On Monday, Public Advocate Letitia James released the 2015 Worst Landlords Watchlist, a database of the worst landlords in New York City, and Brooklyn landlords accounted for the most violations across the five boroughs, while one Crown Heights landlord, Yechiel Weinberger, was cited amongst the ten worst, citywide.
The Worst Landlords Watchlist was started in 2010 by then-Public Advocate Bill de Blasio and is an information-sharing tool intended to allow residents, public officials and other concerned individuals identify which buildings and property owners are in constant violation of the law and hold those landlords accountable.
The Watchlist includes data from the Department of Housing Preservation and Development (HPD), and for the first time, data from the Department of Buildings (DOB).
For a landlord to be added to the Watchlist, they must own a building with a minimum threshold of violations (HPD) or open complaints (DOB) per unit: for buildings with fewer than 35 units, there must be an average of at least three open, serious violations or active complaints per unit; for larger buildings with 35 units or more there must be an average of at least two open, serious violations or active complaints per unit. Serious violations are HPD violations in class B and C and DOB and serious complaints are those with a priority code of A, B, or C. If a corporate entity is identified as the landlord of a particular property, we list the named officer as the “landlord” of that entity.

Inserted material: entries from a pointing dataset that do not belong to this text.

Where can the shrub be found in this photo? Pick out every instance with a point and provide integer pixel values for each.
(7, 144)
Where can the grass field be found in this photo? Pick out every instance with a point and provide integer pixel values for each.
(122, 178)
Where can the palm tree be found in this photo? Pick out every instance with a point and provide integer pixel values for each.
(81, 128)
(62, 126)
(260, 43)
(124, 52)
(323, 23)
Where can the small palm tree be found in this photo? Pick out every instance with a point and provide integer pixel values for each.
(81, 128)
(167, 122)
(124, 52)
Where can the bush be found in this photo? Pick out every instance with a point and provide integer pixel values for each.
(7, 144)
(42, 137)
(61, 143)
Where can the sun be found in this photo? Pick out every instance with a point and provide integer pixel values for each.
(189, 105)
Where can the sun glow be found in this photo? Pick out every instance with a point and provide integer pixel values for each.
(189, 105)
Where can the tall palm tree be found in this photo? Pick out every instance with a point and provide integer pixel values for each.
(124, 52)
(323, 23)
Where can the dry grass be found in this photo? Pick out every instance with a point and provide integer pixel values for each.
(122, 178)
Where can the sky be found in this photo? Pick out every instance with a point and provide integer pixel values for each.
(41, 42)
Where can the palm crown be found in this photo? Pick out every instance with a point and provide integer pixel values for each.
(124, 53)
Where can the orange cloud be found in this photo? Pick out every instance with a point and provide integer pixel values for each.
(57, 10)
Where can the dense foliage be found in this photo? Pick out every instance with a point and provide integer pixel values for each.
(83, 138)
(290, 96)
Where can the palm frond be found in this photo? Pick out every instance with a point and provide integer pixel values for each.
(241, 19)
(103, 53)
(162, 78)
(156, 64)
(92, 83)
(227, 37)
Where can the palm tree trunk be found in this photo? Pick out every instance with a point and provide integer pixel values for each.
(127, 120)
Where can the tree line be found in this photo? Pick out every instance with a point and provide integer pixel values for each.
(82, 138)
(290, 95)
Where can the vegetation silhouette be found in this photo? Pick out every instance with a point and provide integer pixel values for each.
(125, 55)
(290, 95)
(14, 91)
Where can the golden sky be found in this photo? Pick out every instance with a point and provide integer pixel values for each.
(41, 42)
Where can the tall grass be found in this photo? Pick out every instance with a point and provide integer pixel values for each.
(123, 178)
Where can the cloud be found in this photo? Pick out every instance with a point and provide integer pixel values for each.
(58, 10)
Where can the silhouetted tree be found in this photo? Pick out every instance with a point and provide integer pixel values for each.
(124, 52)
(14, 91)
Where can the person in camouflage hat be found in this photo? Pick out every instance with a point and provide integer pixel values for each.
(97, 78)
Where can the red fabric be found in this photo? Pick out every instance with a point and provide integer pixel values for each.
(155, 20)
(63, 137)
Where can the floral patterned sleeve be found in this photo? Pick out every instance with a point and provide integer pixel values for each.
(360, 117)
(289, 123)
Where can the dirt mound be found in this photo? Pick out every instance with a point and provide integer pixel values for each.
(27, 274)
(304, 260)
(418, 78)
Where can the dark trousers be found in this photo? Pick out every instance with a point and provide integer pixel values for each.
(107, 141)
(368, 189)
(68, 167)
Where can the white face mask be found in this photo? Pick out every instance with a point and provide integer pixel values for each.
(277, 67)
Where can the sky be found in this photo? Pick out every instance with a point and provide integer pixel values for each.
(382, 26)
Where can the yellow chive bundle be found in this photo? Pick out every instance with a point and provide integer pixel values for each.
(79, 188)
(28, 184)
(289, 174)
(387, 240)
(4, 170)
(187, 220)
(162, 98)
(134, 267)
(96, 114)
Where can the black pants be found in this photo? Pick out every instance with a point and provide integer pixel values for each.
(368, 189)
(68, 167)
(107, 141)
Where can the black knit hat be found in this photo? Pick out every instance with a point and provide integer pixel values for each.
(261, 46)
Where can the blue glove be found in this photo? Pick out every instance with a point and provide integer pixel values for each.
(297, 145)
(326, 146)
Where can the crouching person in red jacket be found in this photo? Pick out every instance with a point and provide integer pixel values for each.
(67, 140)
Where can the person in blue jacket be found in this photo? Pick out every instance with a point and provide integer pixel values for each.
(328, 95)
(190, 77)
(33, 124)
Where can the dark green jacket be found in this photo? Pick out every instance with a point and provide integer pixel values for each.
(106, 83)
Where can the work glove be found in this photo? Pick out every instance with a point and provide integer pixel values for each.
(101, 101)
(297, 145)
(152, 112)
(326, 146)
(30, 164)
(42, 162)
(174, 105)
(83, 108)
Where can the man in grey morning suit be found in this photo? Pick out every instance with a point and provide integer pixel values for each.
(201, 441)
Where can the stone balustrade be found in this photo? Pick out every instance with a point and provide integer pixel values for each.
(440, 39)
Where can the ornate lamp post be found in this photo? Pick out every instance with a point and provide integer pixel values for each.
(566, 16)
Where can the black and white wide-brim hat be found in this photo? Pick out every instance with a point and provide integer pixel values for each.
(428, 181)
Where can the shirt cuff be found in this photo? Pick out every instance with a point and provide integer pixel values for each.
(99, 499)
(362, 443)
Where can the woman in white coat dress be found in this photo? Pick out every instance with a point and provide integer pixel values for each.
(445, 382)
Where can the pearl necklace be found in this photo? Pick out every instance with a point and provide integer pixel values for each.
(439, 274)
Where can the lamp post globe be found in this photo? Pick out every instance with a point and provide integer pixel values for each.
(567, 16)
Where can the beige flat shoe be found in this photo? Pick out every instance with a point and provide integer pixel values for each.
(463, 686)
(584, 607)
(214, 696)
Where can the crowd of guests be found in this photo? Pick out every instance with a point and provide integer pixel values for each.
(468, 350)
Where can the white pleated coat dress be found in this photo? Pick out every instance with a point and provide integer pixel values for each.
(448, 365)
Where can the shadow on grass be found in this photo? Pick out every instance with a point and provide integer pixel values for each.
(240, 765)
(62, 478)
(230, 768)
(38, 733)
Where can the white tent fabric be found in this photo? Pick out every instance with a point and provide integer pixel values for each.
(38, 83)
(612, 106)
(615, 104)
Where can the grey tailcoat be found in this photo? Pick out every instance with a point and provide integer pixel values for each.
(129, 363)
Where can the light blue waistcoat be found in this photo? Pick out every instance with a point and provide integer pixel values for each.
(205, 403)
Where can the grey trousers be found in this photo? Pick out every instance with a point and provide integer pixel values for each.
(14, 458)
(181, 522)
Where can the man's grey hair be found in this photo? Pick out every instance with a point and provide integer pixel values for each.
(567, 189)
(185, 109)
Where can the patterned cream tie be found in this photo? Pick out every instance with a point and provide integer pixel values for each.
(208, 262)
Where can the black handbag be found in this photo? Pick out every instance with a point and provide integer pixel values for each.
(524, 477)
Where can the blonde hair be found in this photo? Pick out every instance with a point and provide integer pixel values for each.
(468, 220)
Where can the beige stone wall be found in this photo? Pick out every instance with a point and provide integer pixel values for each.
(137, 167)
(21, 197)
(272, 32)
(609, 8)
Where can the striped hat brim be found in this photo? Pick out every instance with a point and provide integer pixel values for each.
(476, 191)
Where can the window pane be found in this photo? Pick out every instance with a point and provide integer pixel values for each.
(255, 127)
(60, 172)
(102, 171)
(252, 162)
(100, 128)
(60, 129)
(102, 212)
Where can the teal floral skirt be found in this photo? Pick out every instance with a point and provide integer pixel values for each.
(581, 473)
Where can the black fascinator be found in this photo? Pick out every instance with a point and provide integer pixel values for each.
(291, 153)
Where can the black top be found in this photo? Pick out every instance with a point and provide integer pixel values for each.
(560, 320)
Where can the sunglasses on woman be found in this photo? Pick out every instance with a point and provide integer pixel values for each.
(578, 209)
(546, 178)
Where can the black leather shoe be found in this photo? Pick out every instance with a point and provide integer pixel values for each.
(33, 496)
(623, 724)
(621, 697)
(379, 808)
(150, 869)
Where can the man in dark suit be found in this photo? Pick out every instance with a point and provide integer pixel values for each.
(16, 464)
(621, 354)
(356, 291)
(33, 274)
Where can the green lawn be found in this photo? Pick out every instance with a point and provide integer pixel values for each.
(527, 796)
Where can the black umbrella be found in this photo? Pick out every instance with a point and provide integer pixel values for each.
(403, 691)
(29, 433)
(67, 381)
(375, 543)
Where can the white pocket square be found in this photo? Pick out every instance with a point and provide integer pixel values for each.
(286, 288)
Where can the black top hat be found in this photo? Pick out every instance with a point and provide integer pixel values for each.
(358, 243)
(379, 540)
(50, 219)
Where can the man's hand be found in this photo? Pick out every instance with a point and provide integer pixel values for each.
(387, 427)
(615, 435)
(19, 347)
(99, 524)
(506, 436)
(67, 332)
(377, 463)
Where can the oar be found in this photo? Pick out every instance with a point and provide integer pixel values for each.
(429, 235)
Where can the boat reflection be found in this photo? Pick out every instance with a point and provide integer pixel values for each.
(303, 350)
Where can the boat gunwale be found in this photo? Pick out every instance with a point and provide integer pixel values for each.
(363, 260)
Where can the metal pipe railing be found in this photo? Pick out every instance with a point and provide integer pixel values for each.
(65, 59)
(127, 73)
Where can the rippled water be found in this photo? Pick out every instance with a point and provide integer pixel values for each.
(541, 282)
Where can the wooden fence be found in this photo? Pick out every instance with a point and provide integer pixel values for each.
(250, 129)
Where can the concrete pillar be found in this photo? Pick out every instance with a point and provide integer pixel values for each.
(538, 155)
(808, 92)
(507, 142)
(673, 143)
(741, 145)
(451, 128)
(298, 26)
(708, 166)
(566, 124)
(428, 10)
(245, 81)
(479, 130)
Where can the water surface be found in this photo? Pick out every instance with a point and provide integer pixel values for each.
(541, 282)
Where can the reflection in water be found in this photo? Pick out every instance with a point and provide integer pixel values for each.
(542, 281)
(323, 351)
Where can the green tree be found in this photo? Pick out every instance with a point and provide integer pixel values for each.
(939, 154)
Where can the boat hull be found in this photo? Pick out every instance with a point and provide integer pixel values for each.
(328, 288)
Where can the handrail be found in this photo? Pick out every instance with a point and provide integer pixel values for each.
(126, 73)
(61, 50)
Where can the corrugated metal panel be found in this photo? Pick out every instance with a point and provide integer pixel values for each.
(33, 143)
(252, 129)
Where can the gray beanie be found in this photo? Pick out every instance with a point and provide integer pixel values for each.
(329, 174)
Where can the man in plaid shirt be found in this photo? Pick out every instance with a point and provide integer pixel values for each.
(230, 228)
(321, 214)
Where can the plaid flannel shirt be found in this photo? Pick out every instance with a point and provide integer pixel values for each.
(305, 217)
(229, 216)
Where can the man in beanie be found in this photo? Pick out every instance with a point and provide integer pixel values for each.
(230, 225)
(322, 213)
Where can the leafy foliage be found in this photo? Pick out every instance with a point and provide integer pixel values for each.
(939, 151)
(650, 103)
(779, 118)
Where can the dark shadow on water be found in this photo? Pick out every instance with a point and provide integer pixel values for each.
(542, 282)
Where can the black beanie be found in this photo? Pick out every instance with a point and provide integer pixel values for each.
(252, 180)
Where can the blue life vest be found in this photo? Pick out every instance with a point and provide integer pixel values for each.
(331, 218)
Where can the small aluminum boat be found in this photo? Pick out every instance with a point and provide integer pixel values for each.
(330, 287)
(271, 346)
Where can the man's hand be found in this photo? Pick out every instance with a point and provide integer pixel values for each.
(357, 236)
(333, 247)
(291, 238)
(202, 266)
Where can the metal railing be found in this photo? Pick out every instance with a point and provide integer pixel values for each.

This year, close to 3,400 landlords made the list, with Brooklyn accounting for the most violations. Six buildings in Central and East Brooklyn were named “Worst Landlord Buildings,” with three of those properties owned by Yechiel Weinberger, who also was listed #3 amongst the top-10 worst landlords across the city.
TOP TEN WORST LANDLORDS
- Ved Parkash (7200 units in 11 buildings with 2235 HPD violations and 134 DOB complaints)
- Harry D. Silverstein (4080 units in 7 buildings with 1482 HPD violations and 81 DOB complaints)
- Yechiel Weinberger (3160 units in 11 buildings with 1392 HPD violations and 52 DOB complaints)
- Moshe Piller (4010 units in 8 buildings with 1263 HPD violations and 168 DOB complaints)
- Allan Goldman (18626 units in 28 buildings with 1324 HPD violations and 15 DOB complaints)
- Joel Goldstein (3190 units in 12 buildings with 1207 HPD violations and 20 DOB complaints)
- Shaul Koplowitz (2340 units in 5 buildings with 1067 total violations and 5 DOB complaints)
- Jason Korn (2250 units in 5 buildings with 946 HPD violations and 11 DOB complaints)
- Richard Liriano (2200 units in 5 buildings with 852 HPD violations and 14 DOB complaints)
- Jonathan Cohen (940 units in 11 buildings with 834 HPD violations and 15 DOB complaints)
“Worst Landlords” Buildings in Central and East Brooklyn:
- 196 Rockaway Parkway (Brownsville); 175 violations; Owner, Yechiel Weinberger
- 1014 Eastern Parkway (Crown Heights); 198 violations; Owner, Yechiel Weinberger
- 47 MacDonough (Bedford Stuyvesant); 132 violations; Owner, Naftali Englander
- 942 Eastern Parkway (Crown Heights); 137 violations; Owner, John Touhey
- 972 Eastern Parkway (Crown Heights); 162 violations; Owner, Yechiel Weinberger
- 285 Schenectady Avenue (Crown Heights); 168 violations, Owner, Marc Chemtob
Residents or prospective tenants looking for an apartment in Central or East Brooklyn can go here, to enter an address and identify which buildings in their area carry violations, the number of violations and the names of the landlords. Also, for the first time, the list allows tenants to track housing court activity of their landlords. And soon, new legislation will require the City expand its database to include information about violations, tenant complaints, and tax liens.
New York City Housing Preservation and Development Commissioner Vicki Been said the agency is pursuing rigorous enforcement actions to hold bad landlords accountable, through programs such as HPD’s Alternative Enforcement Program, which monitors and requires repairs to the 250 most distressed buildings in the city.
“Every New Yorker deserves to live in safety and security, and every apartment needs to meet basic standards of decency,” said Public Advocate Letitia James. “Unfortunately, unscrupulous landlords throughout our City are failing to uphold these basic rights – creating inhumane living conditions for tenants. The Worst Landlords Watchlist puts these bad actors on notice, and is a vital resource and tool for tenants. The Watchlist is not a cure all, but we have seen improvements in a number of buildings. We will never stop fighting against bad landlords and for the rights of tenants across our City.”